First, though — aware that he might not survive another assassination attempt — he decides to name an heir to his business throne. He ignores his nine young sons in favor of the daughter he hasn’t seen for years: a nun named Liesl (Mia Threapleton, the equally talented daughter of Kate Winslet).

 

Liesl regards her father warily, in part because he might have had her mother killed: an accusation Korda steadfastly denies. Even so, she ultimately agrees, albeit with conditions. Korda places her under the guidance of Norwegian family tutor — and professional entomologist — Bjorn Lund (Michael Cera, who pretty must steals the show).

 

And there’s no better way to teach Liesl the family business, than to bring her along during the global effort to save the Phoenician Scheme: an endeavor, thanks to her participation, which becomes more honorable and righteous as the days pass. (Slave labor? Out. Famine? Out.)

 

The investors, in sequence, are brothers Leland and Reagan (Tom Hanks and Bryan Cranston), nightclub owner Marseille Bob (Mathieu Amalric), American ship captain Marty (Jeffrey Wright), Korda’s cousin Hilda (Scarlett Johansson) and — ultimately — Korda’s brother Nubar (Benedict Cumberbatch).
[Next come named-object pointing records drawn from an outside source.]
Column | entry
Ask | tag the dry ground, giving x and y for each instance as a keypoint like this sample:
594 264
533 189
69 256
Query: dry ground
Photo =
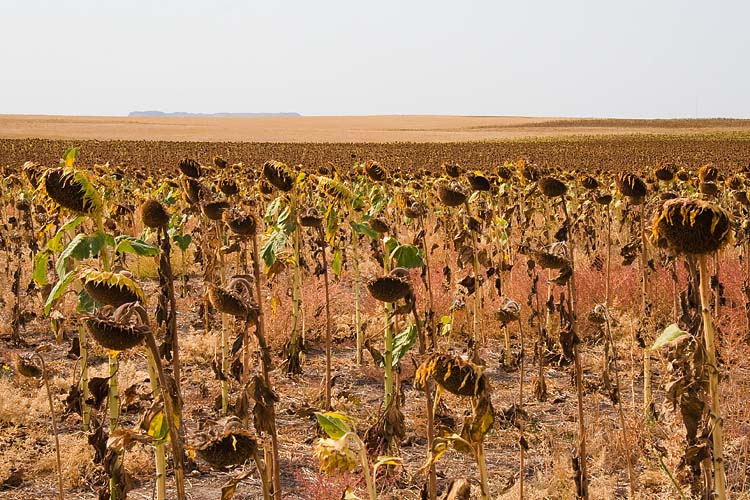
377 129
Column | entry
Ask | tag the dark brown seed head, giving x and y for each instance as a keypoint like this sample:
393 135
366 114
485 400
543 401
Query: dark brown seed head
708 173
380 225
741 197
451 194
388 288
552 187
375 171
452 374
153 214
735 182
113 289
265 187
114 335
214 209
227 301
504 172
603 199
631 186
310 218
192 189
691 226
228 187
664 173
452 169
190 168
708 188
68 192
478 182
548 260
279 175
588 182
228 449
239 223
220 162
530 172
27 368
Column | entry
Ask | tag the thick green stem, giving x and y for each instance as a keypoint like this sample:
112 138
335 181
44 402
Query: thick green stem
265 357
114 394
482 466
170 412
357 298
328 323
54 427
709 337
83 360
477 328
159 458
572 302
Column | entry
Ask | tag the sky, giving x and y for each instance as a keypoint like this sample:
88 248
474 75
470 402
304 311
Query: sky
599 58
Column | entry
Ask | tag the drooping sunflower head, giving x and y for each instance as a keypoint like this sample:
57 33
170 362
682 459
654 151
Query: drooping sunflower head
279 175
190 168
214 209
108 288
451 194
478 181
115 335
239 223
691 226
226 445
389 288
71 189
375 171
632 186
452 374
551 187
153 214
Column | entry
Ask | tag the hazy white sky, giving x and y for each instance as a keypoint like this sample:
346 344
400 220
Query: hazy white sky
638 58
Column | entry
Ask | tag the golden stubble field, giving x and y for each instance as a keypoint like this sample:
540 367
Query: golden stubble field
337 129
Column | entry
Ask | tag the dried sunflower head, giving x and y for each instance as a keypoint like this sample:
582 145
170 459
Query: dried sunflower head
631 186
229 187
310 218
389 288
153 214
691 226
190 168
279 175
114 335
664 173
214 209
588 182
452 374
478 181
335 455
452 169
108 288
552 187
239 223
708 173
375 171
451 194
71 189
226 447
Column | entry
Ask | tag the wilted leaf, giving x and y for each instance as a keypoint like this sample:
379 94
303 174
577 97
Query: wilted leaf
130 244
334 424
670 333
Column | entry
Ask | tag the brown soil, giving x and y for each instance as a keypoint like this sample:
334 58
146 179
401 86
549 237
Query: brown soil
378 129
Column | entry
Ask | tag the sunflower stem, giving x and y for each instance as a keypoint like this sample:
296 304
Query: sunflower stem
709 336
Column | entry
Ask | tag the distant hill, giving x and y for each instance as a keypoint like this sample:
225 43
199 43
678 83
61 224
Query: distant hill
210 115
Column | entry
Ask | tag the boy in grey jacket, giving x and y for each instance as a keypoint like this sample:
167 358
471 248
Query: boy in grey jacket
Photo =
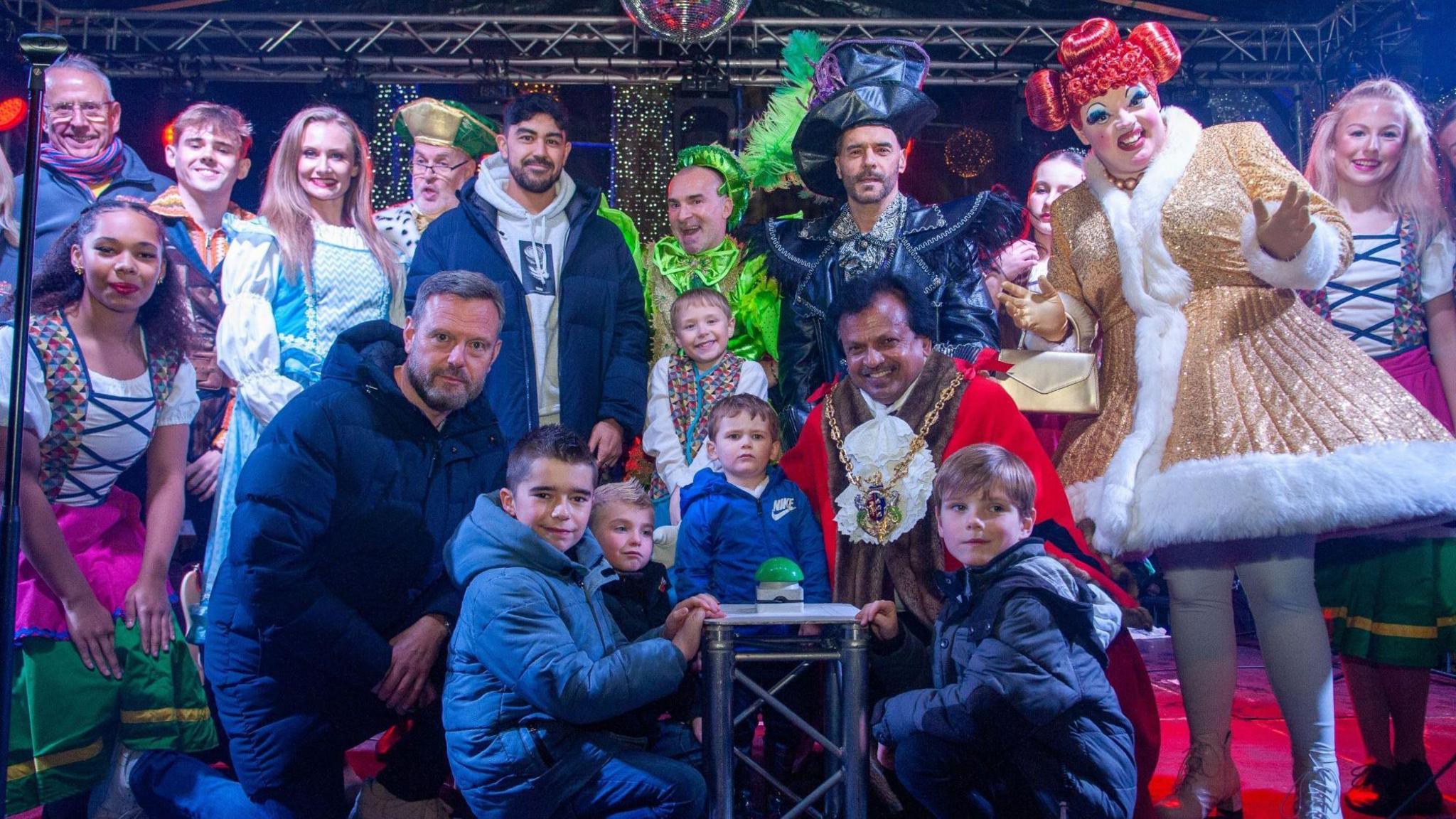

To make matters trickier, events sometimes are interrupted by Sergio (Richard Ayoade), the revolutionary head of his Radical Freedom Militia Corps.

 

Some of these encounters are memorably amusing: the means by which Korda secures a concession from Leland and Reagan; and everything about Nubar, with Cumberbatch looking and sounding like a deranged Russian in the mold of Rasputin.

 

Others aren’t such a much. Actors line up to work with Anderson, but he can’t always find something worth their talent and presence. Johansson is completely wasted in a Why Did I Bother part, and a single blink will make you miss fleeting appearances by Steve Park, Willem Dafoe, Hope Davis, F. Murray Abraham and Charlotte Gainsbourg.

 

Some also can’t handle Anderson’s deadpan delivery; all the characters here speak every line in a flat, stoic monotone ... except on the rare occasions they yell at each other.

 

That said, Threapleton excels at Liesl’s expressionless response to these increasingly chaotic events, and the quiet defiance with which she stands up to her imperious father. That’s an impressive feat, given that only her face and a few locks of dark hair are visible from within her nun’s habit.

 

Cera also is marvelous as the awkwardly shy and unexpectedly sweet Bjorn: an almost normal, real-world character amid this legion of lunatics. Even more than Del Toro, Cera understands the essential cadence of Anderson’s dialogue style, and it feels wholly natural coming from him.

 

Everything builds to a surprising — and yet apt — finale, with Lessons Learned Along The Way.


Anderson’s fans will adore this film, which certainly is one of his silliest. But it probably isn’t a good entry point for unfamiliar newcomers; they’d be better off starting with Moonrise Kingdom.